Pathways to higher education
Much has been said recently at both the national and state level about the need to create pathways between secondary and post-secondary education. In Minnesota, we have been fortunate to have had for decades what is called the Post-Secondary Enrollment Option (PSEO).
This concept was conceived to allow students under specific conditions to attend a post-secondary educational institution while still in high school. The cost of the course work would be paid at a specific maximum amount from state aid to local school districts. This has provided students who live near higher education institutions an opportunity to gain college credits while still in high school.
The PSEO program, while great, has not been without challenges. School districts felt the brunt of losing too many good students to colleges or universities during their senior year. Juniors and seniors in high school at times missed out on activities at the high school.
Finally, funding issues were always a point of contention. Southwest Minnesota State University has taken a different pathway to creating opportunities for high school students to obtain entry way college course work while in high school that overcome the challenges.
SMSU has developed over the last decade a high quality alternative that is offered in the high school so that students do not need to leave their home campuses. The national term for our program is “concurrent enrollment.” At SMSU we call it “College Now.” Today, we have grown to be the co-leader in Minnesota alongside of the University of Minnesota. For the fall and spring semesters of the 2012-13 academic year we registered over 6,200 students (unduplicated) across the state of Minnesota in over 90 different high schools. We are a nationally accredited concurrent enrollment institution following strict educational guidelines.
How does it work? We work with high schools to identify faculty members with appropriate credentials to teach at the collegiate freshmen and sophomore level. We assign University faculty as facilitators to mentor high school faculty in offering university courses. These courses are offered at the same levels of difficulty and with the same course outcomes as courses at the collegiate level.

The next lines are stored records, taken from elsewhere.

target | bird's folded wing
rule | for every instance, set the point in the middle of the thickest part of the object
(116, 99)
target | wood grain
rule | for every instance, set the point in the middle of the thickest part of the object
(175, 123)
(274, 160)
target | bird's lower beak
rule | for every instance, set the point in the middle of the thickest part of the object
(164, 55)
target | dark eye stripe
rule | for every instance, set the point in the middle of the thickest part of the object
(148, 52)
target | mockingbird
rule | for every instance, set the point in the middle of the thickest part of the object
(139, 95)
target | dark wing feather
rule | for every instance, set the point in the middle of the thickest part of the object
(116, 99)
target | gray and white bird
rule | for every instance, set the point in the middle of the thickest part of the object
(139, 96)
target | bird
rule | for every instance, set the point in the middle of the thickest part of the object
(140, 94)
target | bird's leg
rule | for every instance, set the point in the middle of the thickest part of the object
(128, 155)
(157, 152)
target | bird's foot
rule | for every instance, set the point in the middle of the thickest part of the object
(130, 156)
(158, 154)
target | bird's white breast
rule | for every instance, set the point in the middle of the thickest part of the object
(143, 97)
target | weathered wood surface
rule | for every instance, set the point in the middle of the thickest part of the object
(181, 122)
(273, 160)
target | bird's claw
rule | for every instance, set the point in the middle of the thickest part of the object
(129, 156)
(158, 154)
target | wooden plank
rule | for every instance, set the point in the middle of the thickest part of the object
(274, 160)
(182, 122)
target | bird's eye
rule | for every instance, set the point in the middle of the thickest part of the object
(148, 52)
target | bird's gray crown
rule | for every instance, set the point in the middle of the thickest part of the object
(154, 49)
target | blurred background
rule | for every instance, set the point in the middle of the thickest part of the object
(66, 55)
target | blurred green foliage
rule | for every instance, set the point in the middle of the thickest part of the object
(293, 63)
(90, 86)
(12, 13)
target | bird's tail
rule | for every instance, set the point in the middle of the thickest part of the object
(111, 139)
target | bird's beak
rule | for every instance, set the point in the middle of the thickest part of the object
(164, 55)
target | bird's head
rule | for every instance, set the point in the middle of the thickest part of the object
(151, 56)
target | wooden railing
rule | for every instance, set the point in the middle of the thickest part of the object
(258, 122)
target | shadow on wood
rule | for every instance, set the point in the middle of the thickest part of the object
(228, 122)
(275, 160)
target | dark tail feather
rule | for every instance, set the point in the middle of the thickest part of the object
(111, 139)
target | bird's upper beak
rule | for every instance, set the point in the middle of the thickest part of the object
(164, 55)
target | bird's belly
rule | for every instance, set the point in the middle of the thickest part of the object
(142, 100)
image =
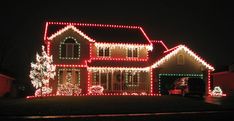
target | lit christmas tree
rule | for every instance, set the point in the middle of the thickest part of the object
(41, 73)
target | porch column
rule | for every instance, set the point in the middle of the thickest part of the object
(112, 80)
(121, 80)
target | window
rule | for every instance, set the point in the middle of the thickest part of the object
(132, 79)
(180, 59)
(133, 52)
(101, 78)
(104, 52)
(69, 75)
(69, 49)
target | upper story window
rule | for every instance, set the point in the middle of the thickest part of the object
(180, 59)
(133, 52)
(104, 52)
(69, 49)
(132, 79)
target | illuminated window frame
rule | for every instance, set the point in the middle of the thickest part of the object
(98, 81)
(180, 59)
(132, 52)
(60, 49)
(185, 75)
(127, 73)
(104, 52)
(69, 69)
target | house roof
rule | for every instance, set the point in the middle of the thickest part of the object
(100, 32)
(173, 51)
(110, 63)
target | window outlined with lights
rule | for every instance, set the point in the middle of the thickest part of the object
(103, 52)
(69, 49)
(133, 52)
(180, 59)
(69, 75)
(132, 78)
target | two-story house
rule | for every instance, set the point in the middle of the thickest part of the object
(120, 58)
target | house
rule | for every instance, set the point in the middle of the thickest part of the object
(122, 59)
(5, 84)
(224, 79)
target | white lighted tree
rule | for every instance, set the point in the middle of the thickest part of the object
(41, 73)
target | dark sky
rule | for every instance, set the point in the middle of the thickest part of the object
(207, 27)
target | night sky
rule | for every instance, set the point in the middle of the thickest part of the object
(207, 27)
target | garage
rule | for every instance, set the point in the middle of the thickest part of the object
(181, 84)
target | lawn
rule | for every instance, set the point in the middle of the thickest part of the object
(102, 105)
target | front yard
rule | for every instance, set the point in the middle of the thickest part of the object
(102, 105)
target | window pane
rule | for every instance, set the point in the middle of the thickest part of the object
(63, 50)
(129, 52)
(69, 50)
(100, 52)
(69, 40)
(106, 51)
(103, 80)
(76, 51)
(135, 52)
(60, 77)
(135, 79)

The benefits of this program are great. The high school student is receiving a college course in a familiar environment. The high school continues to have a great cross section of students on its campus. It allows the student to gain the full experience of their senior year. College Now facilitates better use of human capital as well as physical capital. It is an extremely efficient use of resources.
As we have grown, so too has the interest in concurrent enrollment grown. Today, conversations between the Department of Education and the Minnesota State College and University system have intensified. Hopefully, funding of the concept will increase as more institutions choose to participate.
Now we are exploring the next step in the process. Initially we offered course work that would full fill college freshmen and sophomore level required courses. We are now seeing the development of pilot programs that create a defined educational pathway for students to work towards or complete their Associate of Arts degree while in high school.
While only in the development stage, we hope to have such a pathway completed for students at Marshall High School within months. The collaboration between the two institutions has been great and the hope is that we develop a model that has the potential to be replicated at many other schools and colleges.
The concurrent enrollment model is an effective and efficient way to create a solid pathway to higher education while the student is enrolled in high school. It reduces higher education costs to families and taxpayers. College Now will open doors not otherwise possible to students in rural Minnesota!